The pressure on Parliament to reject the Plant Breeders Bill (PBB) will continue unabated following the creation of a platform by civil society to resist the Bill in its current form.
The Platform, dubbed the Civil Society platform on the Plant Breeders Bill, seeks to keenly follow the debate and continuously engage Government with the view to dissuading it from passing the Bill.
The platform would further be used to promote food sovereignty in Ghana and to contribute to protecting the rights of small-scale farmers to be able to produce, select, exchange and sell their local seeds and prevent possible contamination of their seeds by Genetically Modified Organisms (GMOs) seeds from agribusinesses.
The platform was launched in Accra last Thursday by the Centre for Indigenous Knowledge and Organisational Development (CIKOD) in collaboration with the Peasant Farmers Association of Ghana (PFAG).
The event was attended by farmer-based organisation, faith-based organisation, researchers, the media and other civil society organisations.
Accompanying the launch was the exhibition of local seeds and traditional foods.
Speaking to Public Agenda on the sidelines of the event, the Executive Director of CIKOD, Mr Bernard Guri, explained, “This platform is about creating an opportunity for small peasant farmers, consumers, civil society organisations and anybody that is concerned about food sovereignty in Ghana to be able to have a voice when it comes to taking decisions about food in Ghana”.
According to Mr Guri, the PBB, which is currently before Parliament, has a very wide impact on food production and future health of Ghanaians.
“Therefore this is a topic that every Ghanaian ought to have a voice and discuss. Unfortunately we don't have that platform so we thought the need to have this platform which is going to go even beyond debate on the Plant Breeders Bill so that they will monitor the land breeders bill the way it will be discussed in parliament and if at the end of the day parliament still decides to pass the bill the way is it would have modified it to take into account the interest of our ordinary people,” he added.
The Executive Director told Public Agenda that the platform would not only talk about the Bill, but would also look at workable alternatives that could improve Ghana's our food productivity.
The platform, he said, “Is going to be a platform not as an organisation not as an institution but it's a space that people can come together and address issues that we think are affecting farmers”.
In an interview, the Programmes Officer of the Peasant Farmers Association, Mr Charles Nyaaba, explicated to Public Agenda that the platform was created to provide alternatives.

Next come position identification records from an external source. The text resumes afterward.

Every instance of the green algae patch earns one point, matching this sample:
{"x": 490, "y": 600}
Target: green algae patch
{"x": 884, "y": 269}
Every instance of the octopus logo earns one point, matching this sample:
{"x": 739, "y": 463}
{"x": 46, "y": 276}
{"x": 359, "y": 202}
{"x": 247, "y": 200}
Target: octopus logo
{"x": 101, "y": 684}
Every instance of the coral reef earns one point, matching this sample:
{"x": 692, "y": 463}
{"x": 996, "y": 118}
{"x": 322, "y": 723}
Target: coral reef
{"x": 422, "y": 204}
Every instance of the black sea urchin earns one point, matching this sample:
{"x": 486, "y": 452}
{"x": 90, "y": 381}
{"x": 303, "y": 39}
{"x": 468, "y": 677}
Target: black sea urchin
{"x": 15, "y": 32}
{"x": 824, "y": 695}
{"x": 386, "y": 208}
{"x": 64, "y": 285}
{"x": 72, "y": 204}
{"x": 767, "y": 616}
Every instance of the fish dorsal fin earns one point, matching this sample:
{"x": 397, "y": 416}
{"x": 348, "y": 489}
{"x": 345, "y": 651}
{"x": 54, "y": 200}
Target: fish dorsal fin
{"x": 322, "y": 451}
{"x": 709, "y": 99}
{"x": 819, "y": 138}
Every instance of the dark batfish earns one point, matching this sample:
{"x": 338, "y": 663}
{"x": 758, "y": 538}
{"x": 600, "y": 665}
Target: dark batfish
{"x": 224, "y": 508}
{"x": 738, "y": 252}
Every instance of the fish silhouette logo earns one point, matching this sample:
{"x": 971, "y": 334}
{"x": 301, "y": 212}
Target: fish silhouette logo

Peasant farmers, Mr Nyaaba noted, have severally been accused by scientists and Parliamentarians of not having alternatives to GMOs despite their continuous criticism of that technology, hence the need for setting up of such a platform.
He explained: “This platform is actually to come out with alternatives. For instance, we are now trying to create seed banks, and those seed banks will be used to identify our indigenous foods that are getting lost in the system.”
Besides, the platform, he indicated, would come out with how to preserve seeds and alternative proposals in case Parliament goes ahead to pass the PBB.
It would look at the clauses within the Bill that could be injurious to agriculture in Ghana, scrutinise and develop advocacy around it.